The Fisher King himself (and with that name, someone is either a big fan of Arthurian legend, or Robin Williams movies) was so cool, I wish they had included more of him. He’s not only successful as an imposing physical presence (provided by Neil “Tallest Man in Britain” Fingleton, last seen on your screens as the giant Mag the Mighty on Game of Thrones), but as an actual character, who monologues about the Time Lords (calling them “cowardly, vain killers”) and his race’s plan for world domination. The great Peter Serafinowicz’s posh velvet tones are a delightful fit, equally conveying intelligence and menace. And he’s especially intrigued by the Doctor, “a man lost in time, who would rather die than change one word of the future.”

The Doctor, unfortunately for the Fisher King, can’t say the same. The big crustacean-bug-man “violated something more important than time…you bent the rules of life and death.” Turning peoples’ souls into electromagnetic projections just to broadcast your message to your bloodthirsty brethren is not cool, Fisher King. So, all the mysteries are tied up in a neat bow: the Doctor took the missing power source to blow the dam; the Doctor is inside the suspension pod; the Doctor’s ghost is not a ghost, but a hologram. He and Clara are free to fly off and fight another day, leaving one happy couple (congratulations, Lunn and Cass), one grieving scientist, and a Faraday cage-ful of cranky ghosts in their wake. All in all, another successful adventure, right? So why do the final scenes leave us so…unsettled?

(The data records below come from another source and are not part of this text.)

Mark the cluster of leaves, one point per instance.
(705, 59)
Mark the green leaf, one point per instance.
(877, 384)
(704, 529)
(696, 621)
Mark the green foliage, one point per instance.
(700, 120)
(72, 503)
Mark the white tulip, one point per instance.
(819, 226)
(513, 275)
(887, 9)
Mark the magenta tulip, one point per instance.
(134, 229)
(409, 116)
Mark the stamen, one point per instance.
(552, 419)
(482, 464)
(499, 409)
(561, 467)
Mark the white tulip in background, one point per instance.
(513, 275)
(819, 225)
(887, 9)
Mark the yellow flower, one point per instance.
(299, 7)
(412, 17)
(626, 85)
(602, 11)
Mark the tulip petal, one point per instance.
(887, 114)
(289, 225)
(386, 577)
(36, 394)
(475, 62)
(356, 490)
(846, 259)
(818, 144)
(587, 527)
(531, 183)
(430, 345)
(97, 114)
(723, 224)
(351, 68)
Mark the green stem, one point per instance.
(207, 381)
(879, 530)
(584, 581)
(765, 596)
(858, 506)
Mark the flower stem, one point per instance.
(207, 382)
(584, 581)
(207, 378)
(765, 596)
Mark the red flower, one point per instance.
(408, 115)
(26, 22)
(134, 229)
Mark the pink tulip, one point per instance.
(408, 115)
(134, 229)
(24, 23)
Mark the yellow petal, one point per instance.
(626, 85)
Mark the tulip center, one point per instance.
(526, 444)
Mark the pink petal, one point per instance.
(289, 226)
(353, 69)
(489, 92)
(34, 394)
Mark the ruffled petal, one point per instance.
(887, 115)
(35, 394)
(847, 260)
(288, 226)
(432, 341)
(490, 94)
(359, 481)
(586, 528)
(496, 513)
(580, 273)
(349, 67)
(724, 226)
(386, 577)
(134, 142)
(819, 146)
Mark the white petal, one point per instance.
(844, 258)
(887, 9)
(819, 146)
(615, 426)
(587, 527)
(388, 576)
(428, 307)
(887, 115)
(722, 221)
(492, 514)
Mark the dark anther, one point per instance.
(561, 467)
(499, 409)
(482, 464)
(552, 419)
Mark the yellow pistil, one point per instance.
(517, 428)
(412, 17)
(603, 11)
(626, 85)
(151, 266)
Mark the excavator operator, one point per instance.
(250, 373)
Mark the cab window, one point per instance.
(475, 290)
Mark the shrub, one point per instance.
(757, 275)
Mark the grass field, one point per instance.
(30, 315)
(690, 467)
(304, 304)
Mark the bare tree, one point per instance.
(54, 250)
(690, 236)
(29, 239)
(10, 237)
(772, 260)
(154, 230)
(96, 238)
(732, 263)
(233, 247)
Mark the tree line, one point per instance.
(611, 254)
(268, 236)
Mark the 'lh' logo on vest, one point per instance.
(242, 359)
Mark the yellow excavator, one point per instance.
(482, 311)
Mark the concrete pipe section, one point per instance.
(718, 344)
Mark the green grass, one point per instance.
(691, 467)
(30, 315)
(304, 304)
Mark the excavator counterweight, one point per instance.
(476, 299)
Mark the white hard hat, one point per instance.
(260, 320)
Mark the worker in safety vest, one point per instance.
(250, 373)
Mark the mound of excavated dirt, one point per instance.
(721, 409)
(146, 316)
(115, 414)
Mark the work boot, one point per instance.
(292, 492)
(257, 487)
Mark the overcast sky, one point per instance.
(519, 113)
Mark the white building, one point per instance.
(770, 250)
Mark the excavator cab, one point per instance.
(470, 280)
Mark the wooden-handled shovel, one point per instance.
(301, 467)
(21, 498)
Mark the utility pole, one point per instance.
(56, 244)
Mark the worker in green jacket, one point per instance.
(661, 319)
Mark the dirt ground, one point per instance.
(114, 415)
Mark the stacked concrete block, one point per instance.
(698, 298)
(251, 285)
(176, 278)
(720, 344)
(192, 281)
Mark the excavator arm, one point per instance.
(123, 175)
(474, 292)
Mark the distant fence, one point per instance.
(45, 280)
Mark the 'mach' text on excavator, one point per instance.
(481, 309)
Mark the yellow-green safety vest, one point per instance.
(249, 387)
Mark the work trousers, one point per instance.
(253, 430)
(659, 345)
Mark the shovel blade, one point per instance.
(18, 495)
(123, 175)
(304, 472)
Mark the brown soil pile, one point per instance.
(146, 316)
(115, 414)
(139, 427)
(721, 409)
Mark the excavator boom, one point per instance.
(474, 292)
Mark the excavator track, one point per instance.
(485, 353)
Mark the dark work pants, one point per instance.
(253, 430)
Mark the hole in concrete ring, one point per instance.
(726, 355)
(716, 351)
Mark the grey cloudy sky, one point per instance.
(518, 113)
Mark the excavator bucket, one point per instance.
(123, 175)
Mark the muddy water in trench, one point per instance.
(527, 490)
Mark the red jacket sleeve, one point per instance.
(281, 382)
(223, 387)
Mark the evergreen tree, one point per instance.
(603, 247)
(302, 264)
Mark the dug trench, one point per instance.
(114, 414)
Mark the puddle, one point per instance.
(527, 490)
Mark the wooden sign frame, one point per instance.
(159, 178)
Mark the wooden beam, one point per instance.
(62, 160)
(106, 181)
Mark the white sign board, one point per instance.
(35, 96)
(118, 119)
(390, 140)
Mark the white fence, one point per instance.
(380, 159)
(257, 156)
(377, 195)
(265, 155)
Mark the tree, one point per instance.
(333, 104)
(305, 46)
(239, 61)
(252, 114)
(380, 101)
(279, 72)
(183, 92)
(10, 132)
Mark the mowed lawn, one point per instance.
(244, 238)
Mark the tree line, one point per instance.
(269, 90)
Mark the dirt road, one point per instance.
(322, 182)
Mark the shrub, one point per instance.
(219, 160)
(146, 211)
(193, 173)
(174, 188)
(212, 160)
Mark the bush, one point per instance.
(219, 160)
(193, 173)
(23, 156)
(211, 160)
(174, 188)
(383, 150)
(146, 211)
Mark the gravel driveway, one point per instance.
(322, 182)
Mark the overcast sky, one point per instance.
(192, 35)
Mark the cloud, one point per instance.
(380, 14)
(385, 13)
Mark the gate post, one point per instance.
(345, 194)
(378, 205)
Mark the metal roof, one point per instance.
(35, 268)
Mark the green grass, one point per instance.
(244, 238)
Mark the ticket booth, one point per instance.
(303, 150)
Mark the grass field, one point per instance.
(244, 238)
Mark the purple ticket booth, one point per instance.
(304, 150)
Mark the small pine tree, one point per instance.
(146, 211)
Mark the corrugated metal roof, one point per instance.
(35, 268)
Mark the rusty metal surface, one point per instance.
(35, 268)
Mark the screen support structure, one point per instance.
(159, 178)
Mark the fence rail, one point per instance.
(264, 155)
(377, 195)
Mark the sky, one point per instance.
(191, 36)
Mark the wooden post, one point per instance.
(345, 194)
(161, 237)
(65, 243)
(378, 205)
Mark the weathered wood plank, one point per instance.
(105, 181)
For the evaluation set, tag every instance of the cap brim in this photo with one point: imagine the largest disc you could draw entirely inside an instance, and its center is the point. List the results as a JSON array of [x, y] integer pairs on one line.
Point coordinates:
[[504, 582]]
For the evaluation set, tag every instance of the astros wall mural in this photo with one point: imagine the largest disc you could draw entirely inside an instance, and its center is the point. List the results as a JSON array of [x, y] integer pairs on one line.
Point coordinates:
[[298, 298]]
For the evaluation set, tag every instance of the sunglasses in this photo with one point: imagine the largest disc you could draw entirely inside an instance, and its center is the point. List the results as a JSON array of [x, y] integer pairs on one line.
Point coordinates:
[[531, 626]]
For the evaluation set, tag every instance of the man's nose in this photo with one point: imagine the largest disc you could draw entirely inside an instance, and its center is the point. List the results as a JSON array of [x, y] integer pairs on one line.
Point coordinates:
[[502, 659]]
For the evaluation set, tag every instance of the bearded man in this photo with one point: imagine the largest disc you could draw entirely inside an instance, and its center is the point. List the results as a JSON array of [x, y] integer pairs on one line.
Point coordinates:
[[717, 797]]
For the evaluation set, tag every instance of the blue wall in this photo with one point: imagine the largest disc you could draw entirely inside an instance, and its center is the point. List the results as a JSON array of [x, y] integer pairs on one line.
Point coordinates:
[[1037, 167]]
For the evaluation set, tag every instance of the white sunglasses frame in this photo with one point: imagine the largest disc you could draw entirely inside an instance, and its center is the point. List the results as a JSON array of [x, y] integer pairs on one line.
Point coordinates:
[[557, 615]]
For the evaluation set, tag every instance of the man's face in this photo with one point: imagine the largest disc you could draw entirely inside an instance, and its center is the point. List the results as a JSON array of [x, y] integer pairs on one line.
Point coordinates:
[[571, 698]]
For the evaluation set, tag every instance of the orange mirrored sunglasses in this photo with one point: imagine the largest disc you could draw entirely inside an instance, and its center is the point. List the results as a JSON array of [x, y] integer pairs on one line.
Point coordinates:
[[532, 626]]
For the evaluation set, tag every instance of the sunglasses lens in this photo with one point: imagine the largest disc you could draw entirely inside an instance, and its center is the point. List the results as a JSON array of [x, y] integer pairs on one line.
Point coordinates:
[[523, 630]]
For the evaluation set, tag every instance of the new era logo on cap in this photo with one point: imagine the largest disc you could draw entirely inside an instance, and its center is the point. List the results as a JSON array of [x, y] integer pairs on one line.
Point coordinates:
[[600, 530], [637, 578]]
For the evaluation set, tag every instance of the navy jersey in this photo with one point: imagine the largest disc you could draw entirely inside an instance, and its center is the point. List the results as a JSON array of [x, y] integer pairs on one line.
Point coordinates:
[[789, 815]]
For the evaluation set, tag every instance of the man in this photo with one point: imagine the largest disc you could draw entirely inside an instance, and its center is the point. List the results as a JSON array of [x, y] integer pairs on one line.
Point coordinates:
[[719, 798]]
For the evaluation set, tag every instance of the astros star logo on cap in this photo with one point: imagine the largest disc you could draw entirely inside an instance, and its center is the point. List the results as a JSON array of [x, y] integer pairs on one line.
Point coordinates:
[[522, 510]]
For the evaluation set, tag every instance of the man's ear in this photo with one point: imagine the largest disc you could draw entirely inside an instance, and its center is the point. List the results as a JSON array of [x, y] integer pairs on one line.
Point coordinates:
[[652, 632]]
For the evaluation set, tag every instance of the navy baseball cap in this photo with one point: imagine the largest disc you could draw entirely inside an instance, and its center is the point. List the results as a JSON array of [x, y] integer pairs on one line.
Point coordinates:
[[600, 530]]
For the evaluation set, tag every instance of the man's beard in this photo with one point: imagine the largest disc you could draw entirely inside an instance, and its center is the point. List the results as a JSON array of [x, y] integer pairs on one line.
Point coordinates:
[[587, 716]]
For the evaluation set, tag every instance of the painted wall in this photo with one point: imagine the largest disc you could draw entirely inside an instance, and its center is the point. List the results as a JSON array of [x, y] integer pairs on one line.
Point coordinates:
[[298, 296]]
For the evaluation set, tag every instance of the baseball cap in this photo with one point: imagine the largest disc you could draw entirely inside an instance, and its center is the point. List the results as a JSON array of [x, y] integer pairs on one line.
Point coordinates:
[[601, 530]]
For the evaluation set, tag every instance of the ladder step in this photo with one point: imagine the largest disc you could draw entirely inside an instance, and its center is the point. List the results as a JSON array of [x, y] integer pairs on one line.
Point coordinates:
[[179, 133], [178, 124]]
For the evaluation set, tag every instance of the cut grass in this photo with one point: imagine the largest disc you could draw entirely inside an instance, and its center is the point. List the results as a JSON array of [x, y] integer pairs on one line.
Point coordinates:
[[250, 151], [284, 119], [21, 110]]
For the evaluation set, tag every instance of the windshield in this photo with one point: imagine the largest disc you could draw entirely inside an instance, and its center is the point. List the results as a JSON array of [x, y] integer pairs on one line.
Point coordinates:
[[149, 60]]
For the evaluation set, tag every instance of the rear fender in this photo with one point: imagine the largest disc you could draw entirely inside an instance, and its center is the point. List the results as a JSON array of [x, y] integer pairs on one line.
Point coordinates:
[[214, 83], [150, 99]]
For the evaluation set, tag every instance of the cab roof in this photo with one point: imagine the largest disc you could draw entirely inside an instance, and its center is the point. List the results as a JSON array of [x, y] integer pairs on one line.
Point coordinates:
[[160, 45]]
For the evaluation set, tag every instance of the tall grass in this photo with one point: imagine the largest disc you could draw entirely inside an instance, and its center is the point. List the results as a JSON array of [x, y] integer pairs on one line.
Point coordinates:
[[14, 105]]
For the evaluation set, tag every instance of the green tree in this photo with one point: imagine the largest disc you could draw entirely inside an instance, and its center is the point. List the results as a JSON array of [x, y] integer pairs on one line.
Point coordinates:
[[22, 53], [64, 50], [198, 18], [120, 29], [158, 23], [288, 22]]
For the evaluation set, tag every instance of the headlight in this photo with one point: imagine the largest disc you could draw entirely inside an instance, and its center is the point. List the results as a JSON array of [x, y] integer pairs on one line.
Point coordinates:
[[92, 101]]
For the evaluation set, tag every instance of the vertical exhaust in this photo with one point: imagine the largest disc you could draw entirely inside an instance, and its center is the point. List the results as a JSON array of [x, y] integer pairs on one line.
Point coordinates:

Of course, naming your paradoxes out loud isn’t enough. You have to actually reconcile them. Hopefully, that’s still to come.

 

Timey-Wimey Stuff:

  • Mag the Mighty wasn’t the only Thrones alum in this two-parter: the sniveling Prentis was played by Paul Kaye, Thoros of Myr himself. He brought a ton of personality to what could have been a brief, one-note character.
  • Honestly, the Tivoli (carried over from Whithouse’s “The God Complex”) are more interesting as a concept — a race that will surrender to anyone — than in execution. But I would be curious to see a screwball episode set on their planet, just to witness Capaldi’s mounting frustration.
  • The Doctor, talking to himself: “I’ve always been a huge admirer; finally, someone worth talking to!”
  • Still not sold on the “sonic sunglasses.” In fact, assume I hate them until further notice.
  • More successful is the return this season of the TARDIS as an actual character, with a will of its own. Simply bringing Bennett and the Doctor back 30 minutes previous was pretty clever, even if there wasn’t time (ha!) to get a lot of gags out of it.
  • Oh, right — throwaway mention of the “Minister of War.” File that one for later.
  • Nice bit of horror filmmaking from director Daniel O’Hara: Cass’s slow realization with the axe dragging on the ground. She was probably safe to turn around and look, though. The ghosts hadn’t been shown to be terribly smart or fast.
  • Do the breaks to commercial feel especially arbitrary this year, or is it just me?